A blinded-experiment is one in which information about the test is withheld to reduce or eliminate bias and subjective influence. Bias can be both unintentional or unconscious and for this reason blinded experiments do not suggest or infer dishonesty.  If dishonesty exists, however, blinded experiments are one way to ferret it out.  While blinded experiments are most often used in medical and psychological settings, blinded experiments also help to measure and increase the integrity of researchers and technicians, such as forensic analysists.

While forensic blood testing is not an “experiment” as such, inserting blinds into the system is one way that scientific credibility and objectivity can be maintained.  For this reason, the Houston Texas Forensic Science Center has begun sliding blind testing into the lab’s workload.  A recent article on the subject from forensicmag.com poses this question:

Can we use blinds as a way of altering the behavior of the system in the direction that we want to?” said Peter Stout, the HFSC’s chief executive officer. “It’s an interesting psychosocial effect.

The article points out that do they receive and insert blood samples with .08 alcohol for testing but that other types of samples are often difficult to come by.  In Michigan, the forensic lab’s SOP (standard operating procedure) also includes a variety of calibrators and controls, including a whole blood sample.  While these are all good and do help, they are not a substitute for true blinds.

The above-cited article also indicates; the analysts processing the blinds appear to have accepted the testing in stride, Stout added.
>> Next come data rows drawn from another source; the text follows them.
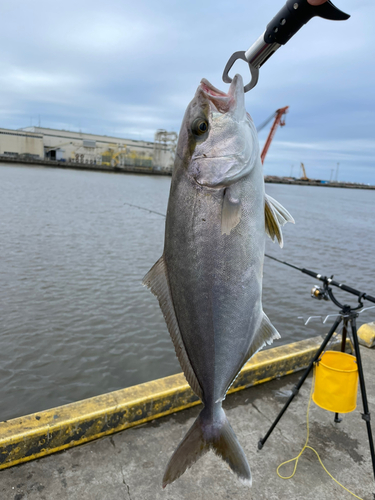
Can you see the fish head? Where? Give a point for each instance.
(218, 141)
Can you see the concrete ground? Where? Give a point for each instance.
(130, 465)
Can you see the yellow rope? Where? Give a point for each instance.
(310, 448)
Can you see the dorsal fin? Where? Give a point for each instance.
(157, 281)
(275, 217)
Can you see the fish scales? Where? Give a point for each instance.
(209, 278)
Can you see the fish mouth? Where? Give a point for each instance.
(224, 102)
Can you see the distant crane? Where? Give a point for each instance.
(304, 176)
(278, 120)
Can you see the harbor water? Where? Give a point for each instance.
(75, 320)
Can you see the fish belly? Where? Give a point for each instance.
(215, 279)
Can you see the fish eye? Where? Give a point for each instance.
(199, 126)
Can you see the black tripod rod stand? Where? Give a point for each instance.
(347, 315)
(298, 386)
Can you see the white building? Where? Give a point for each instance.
(78, 147)
(18, 142)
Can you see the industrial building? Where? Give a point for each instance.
(78, 147)
(19, 142)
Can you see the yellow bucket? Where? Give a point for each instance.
(336, 382)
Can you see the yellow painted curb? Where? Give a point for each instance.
(366, 335)
(33, 436)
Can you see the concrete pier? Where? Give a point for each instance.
(129, 465)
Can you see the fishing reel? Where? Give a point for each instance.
(319, 293)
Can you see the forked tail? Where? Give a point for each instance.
(210, 431)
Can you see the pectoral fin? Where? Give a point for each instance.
(265, 334)
(275, 217)
(230, 213)
(156, 280)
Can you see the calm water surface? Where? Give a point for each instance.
(75, 320)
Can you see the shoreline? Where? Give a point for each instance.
(268, 179)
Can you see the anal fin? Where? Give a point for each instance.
(157, 281)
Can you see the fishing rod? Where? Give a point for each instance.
(317, 292)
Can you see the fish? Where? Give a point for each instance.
(208, 280)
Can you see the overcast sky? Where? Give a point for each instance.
(126, 68)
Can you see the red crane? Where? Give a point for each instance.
(279, 114)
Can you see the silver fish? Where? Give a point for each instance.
(209, 278)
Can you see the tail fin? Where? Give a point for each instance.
(207, 433)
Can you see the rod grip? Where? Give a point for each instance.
(294, 15)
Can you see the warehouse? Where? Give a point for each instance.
(78, 147)
(21, 143)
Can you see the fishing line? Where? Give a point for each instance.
(296, 459)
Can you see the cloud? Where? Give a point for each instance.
(129, 67)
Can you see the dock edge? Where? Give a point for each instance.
(37, 435)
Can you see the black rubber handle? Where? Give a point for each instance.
(294, 15)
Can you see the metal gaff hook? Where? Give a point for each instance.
(253, 70)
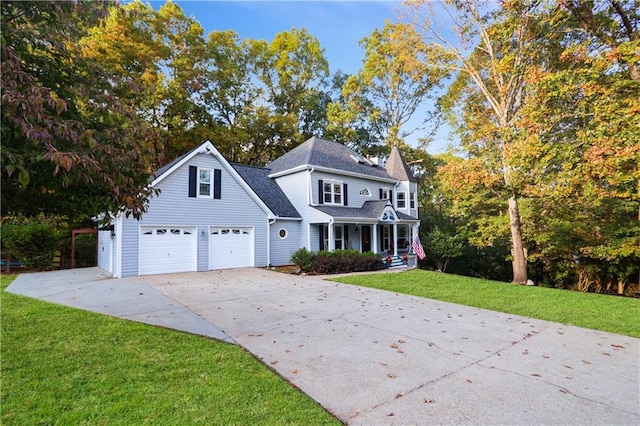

Instead of perceiving it as some intrusion into their workflow, it has instead only strengthened their testimony. This is especially true in toxicology cases, where the workers are often challenged in court, he added.

It gives them the ability to answer (attorneys’) questions appropriately,” said Stout. “They can say they never know whether they’re being tested.

Inserting blinds into the workload at Michigan’s forensic laboratory is one way to address possible bias, raise standards and reduce the possibility of false convictions.